Perlite Insulation, What Is It and What Does It Do?

Perlite Insulation is a material that does not contain asbestos and has an R-value of 2.7 per inch. Perlite is a rock of volcanic glass. When crushed, minced, and heated will expand 4 to 20 times its original quantity. When this happens it forms into an inorganic material for insulation. Perlite comes in many forms, from powder, granulates, rough, and sheets. Some manufacturers make the insulation into sheets like sheet rock, or plywood. When using forms other than sheets it weighs about 2lbs per cubic foot. When water is retained in the rock it expands. For building purposes you should get the Perlite insulation in powder or granulates. A less messy way form of perlite insulation is in manufactured insulation sheets.

Perlite insulation has many varied uses. It is resistant to mold, rodents, decay and to moisture uptake. One great use for the insulation sheets would be to place on your floor and then to place your plywood sheets over it. It doesn’t just level your floor; it also controls noise and makes a noise obstacle.
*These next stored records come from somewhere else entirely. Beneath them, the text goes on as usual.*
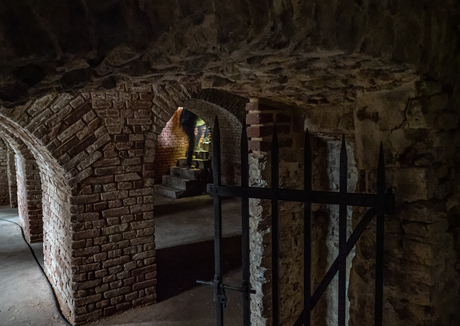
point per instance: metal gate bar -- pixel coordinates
(275, 231)
(219, 295)
(379, 204)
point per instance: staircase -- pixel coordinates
(186, 182)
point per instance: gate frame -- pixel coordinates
(381, 203)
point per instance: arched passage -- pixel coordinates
(27, 185)
(50, 192)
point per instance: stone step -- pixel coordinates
(191, 174)
(180, 183)
(202, 155)
(168, 191)
(197, 163)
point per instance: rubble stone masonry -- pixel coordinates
(4, 189)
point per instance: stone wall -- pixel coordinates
(172, 144)
(4, 189)
(416, 123)
(12, 179)
(28, 185)
(326, 151)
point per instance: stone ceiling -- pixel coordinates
(292, 52)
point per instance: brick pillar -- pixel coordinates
(113, 260)
(12, 182)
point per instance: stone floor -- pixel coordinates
(184, 233)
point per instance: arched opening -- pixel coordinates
(184, 228)
(43, 201)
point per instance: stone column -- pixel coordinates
(4, 189)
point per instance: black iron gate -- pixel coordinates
(380, 203)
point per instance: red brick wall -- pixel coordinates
(172, 144)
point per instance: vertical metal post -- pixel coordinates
(343, 236)
(216, 166)
(275, 229)
(380, 234)
(307, 232)
(245, 229)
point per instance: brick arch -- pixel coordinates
(98, 149)
(230, 128)
(28, 184)
(4, 190)
(31, 155)
(207, 104)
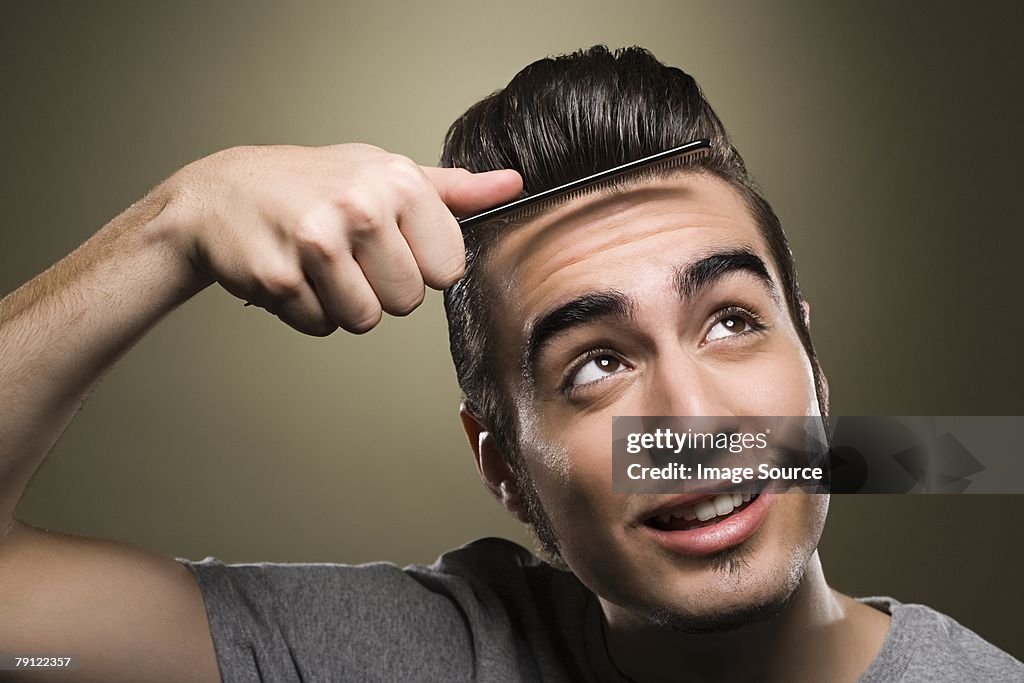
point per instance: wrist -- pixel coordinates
(170, 224)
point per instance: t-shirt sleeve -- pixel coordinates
(309, 623)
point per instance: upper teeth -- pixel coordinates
(719, 506)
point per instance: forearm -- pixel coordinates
(62, 330)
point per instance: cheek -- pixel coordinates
(571, 471)
(778, 381)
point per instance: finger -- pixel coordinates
(286, 293)
(344, 293)
(466, 193)
(390, 268)
(434, 239)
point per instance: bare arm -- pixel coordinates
(325, 238)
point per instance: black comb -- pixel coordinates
(669, 157)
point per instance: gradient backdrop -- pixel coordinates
(887, 137)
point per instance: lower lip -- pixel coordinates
(709, 540)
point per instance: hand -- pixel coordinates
(328, 238)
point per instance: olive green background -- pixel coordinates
(887, 137)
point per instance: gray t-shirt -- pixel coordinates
(486, 611)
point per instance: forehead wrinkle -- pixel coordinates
(560, 260)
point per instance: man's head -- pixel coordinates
(671, 293)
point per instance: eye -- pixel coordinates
(734, 322)
(596, 369)
(729, 326)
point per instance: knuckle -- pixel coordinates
(281, 283)
(318, 238)
(407, 302)
(361, 214)
(365, 321)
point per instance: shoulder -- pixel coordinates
(924, 644)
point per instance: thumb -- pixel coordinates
(466, 193)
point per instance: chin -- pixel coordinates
(735, 593)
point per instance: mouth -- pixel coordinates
(704, 513)
(696, 525)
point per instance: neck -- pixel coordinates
(819, 635)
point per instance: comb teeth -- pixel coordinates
(535, 204)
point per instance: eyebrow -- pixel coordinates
(688, 281)
(692, 279)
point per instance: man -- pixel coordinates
(669, 293)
Not only is this insulation great to level floors, if you are in a band then it would be great due to its use in creating good acoustics. It is also used in areas exposed to water or damp areas such as bathrooms, kitchens, or basements. Perlite is also a concrete additive, which makes the concrete insulated and light weight. For masonry work, it is additional to insulate the masonry wall cavities of bricks. Also use the perlite insulation between the furring strips of an exterior and interior wall. The use of perlite can make sure your home is well insulated, sound proof, and green.

Thermal Conductivity of Perlite insulation:

Perlite insulation has a refractive index of 1.5. It’s free moisture maximum is 0.5%. The ph (water Slurry) is 6.5 to 8.0 level. The specific gravity is 2.2 to 2.4. The bulk density (loose Weight) is dependent on the expansion course of action in 2 to 25 lbs/ft to the 3rd strength (32 to 400kg/m to the 3rd strength) is the usual range. The softening range is 1600 to 2000 degrees F (871 to 1093 degrees C). The fusion point is 2300 to 2450 degrees F (1260 to 1343 degrees C), and the specific heat needed is 0.2btu/lb degrees F or 387 j/kgk.